Plug the dynamics into the stacked state and control sequence, we have:
$\underbrace{\begin{bmatrix}B_1&-I&0&\cdots\\&A&B&-I&0&\cdots\\&&A&B&-I&0&\cdots\\&&&\ddots&\ddots&\ddots\\&&&&A&B&-I\end{bmatrix}}_{\text{C matrix}}\underbrace{\begin{bmatrix}\boldsymbol{u}_1\\\boldsymbol{x}_2\\\boldsymbol{u}_2\\\vdots\\\boldsymbol{x}_N\end{bmatrix}}_{\text{z}}=\underbrace{\begin{bmatrix}-\boldsymbol{A}\boldsymbol{x}_1\\0\\0\\\vdots\\0\end{bmatrix}}_{\text{D matrix}}\tag{33}$

which can serve as the equality constraint for the quadratic programming problem.

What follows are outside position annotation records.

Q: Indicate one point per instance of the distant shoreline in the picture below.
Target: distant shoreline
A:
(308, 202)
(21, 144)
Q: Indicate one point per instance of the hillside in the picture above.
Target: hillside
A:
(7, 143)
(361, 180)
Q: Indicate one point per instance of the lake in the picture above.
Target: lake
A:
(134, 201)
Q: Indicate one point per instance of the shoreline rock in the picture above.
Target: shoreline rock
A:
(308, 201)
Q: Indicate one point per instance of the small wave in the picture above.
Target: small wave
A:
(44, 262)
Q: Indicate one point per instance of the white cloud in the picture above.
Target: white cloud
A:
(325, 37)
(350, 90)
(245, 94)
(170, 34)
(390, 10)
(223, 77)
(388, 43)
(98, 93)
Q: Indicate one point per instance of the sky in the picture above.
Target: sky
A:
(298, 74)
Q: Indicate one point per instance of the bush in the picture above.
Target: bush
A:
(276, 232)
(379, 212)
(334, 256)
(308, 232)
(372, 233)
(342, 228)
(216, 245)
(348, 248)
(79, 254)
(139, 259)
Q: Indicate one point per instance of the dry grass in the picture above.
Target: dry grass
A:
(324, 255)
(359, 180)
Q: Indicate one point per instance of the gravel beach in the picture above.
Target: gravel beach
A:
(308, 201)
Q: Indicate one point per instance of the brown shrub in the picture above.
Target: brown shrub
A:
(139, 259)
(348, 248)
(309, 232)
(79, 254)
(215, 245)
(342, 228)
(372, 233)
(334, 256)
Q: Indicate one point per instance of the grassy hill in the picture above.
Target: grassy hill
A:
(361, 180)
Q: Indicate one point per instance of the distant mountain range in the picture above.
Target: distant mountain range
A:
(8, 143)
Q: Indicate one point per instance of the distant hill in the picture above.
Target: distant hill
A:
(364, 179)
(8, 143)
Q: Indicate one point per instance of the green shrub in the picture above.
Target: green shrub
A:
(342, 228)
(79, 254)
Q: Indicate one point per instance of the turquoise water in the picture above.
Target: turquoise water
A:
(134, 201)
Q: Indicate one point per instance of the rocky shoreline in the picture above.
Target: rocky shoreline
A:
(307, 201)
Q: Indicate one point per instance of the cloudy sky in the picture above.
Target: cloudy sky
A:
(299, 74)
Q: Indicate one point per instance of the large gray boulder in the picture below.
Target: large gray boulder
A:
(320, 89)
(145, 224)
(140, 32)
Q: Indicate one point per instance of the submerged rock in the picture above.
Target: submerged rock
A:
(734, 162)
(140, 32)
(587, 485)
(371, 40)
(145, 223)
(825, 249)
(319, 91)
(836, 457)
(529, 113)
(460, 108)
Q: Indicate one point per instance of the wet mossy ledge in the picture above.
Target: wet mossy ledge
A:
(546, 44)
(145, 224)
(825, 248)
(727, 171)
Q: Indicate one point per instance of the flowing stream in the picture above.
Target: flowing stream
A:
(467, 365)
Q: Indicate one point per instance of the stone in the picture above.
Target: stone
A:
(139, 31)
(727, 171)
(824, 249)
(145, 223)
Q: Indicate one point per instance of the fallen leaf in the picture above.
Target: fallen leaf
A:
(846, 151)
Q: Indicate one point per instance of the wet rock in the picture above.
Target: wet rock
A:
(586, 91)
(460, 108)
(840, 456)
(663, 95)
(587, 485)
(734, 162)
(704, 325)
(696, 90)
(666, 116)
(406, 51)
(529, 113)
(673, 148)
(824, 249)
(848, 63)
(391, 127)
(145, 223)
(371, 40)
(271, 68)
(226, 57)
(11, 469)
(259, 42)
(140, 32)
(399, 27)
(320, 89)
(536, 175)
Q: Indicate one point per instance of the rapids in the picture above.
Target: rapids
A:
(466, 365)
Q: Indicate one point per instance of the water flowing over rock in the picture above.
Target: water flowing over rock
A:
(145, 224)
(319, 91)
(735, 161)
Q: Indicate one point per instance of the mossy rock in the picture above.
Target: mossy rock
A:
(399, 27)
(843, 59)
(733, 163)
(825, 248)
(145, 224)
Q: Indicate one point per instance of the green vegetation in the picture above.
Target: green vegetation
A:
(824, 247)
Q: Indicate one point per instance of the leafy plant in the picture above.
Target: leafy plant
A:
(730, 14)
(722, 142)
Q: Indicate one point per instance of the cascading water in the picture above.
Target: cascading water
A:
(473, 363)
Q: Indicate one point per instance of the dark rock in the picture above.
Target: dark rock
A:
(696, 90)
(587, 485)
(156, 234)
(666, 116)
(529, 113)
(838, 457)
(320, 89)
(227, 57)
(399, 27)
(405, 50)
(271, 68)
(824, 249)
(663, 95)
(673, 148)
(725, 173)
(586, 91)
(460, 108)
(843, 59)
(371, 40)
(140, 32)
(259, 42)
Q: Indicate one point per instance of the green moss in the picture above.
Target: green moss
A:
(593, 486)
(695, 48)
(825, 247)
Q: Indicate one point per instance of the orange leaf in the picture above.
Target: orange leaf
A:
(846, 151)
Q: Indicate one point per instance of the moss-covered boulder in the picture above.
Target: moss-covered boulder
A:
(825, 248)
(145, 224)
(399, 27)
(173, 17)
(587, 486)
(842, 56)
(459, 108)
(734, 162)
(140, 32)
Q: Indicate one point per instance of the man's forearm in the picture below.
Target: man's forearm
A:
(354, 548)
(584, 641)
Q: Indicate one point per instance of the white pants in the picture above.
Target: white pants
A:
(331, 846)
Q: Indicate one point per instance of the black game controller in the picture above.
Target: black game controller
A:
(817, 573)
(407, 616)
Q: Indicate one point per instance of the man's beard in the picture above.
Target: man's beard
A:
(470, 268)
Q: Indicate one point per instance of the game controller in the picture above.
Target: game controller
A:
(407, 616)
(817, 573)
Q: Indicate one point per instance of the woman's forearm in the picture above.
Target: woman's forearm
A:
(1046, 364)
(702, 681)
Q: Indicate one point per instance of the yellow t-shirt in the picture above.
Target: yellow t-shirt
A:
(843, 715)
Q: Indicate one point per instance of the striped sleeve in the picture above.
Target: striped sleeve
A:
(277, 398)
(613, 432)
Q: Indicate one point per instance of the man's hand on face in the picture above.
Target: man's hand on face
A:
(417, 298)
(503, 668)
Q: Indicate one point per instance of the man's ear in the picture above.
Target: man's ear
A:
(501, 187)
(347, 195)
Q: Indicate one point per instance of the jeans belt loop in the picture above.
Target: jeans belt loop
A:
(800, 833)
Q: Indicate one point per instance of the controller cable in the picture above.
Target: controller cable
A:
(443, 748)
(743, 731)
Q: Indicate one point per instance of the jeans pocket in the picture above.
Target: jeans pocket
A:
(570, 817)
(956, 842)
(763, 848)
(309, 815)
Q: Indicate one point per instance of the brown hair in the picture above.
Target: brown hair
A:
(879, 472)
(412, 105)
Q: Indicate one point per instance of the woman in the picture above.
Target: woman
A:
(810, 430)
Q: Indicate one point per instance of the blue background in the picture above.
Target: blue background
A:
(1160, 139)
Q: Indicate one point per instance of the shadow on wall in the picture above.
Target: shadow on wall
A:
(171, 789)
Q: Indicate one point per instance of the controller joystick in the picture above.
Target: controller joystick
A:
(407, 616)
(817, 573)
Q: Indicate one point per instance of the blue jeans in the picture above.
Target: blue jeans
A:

To be more specific, the quadratic programming problem for LQR can be formulated as follows:

$\underset{\bm{z}}{\operatorname*{minimize}}\quad\frac{1}{2}\bm{z}^{T}\bm{H}\bm{z} \\ s.t.\quad \bm{C}\bm{z}=\bm{D}\tag{34}$

Then the Lagrangian of the QP will be:
$L(\bm{z},\bm{\lambda})=\frac{1}{2}\bm{z}^{T}\bm{H}\bm{z}+\bm{\lambda}^{T}(\bm{C}\bm{z}-\bm{D})\tag{35}$

whose KKT condition is:
$\begin{aligned} \frac{\partial L}{\partial \bm{z}}&=\bm{H}\bm{z}+\bm{C}^{T}\bm{\lambda}=0\\\frac{\partial L}{\partial\bm{\lambda}}&=\bm{C}\bm{z}-\bm{D}=0\tag{36} \end{aligned}$

The KKT condition Eq.36 can be organized as a linear system:
$\begin{bmatrix}H&C^T\\C&0\end{bmatrix}\begin{bmatrix}z\\\lambda\end{bmatrix}=\begin{bmatrix}0\\D\end{bmatrix}\tag{37}$
which can be solved analytically.

Beyond the analytically solution of the KKT condition, we can take a closer look at Eq.36, which is pretty sparse and has a block-tridiagonal structure. This structure can be exploited to solve the KKT condition efficiently.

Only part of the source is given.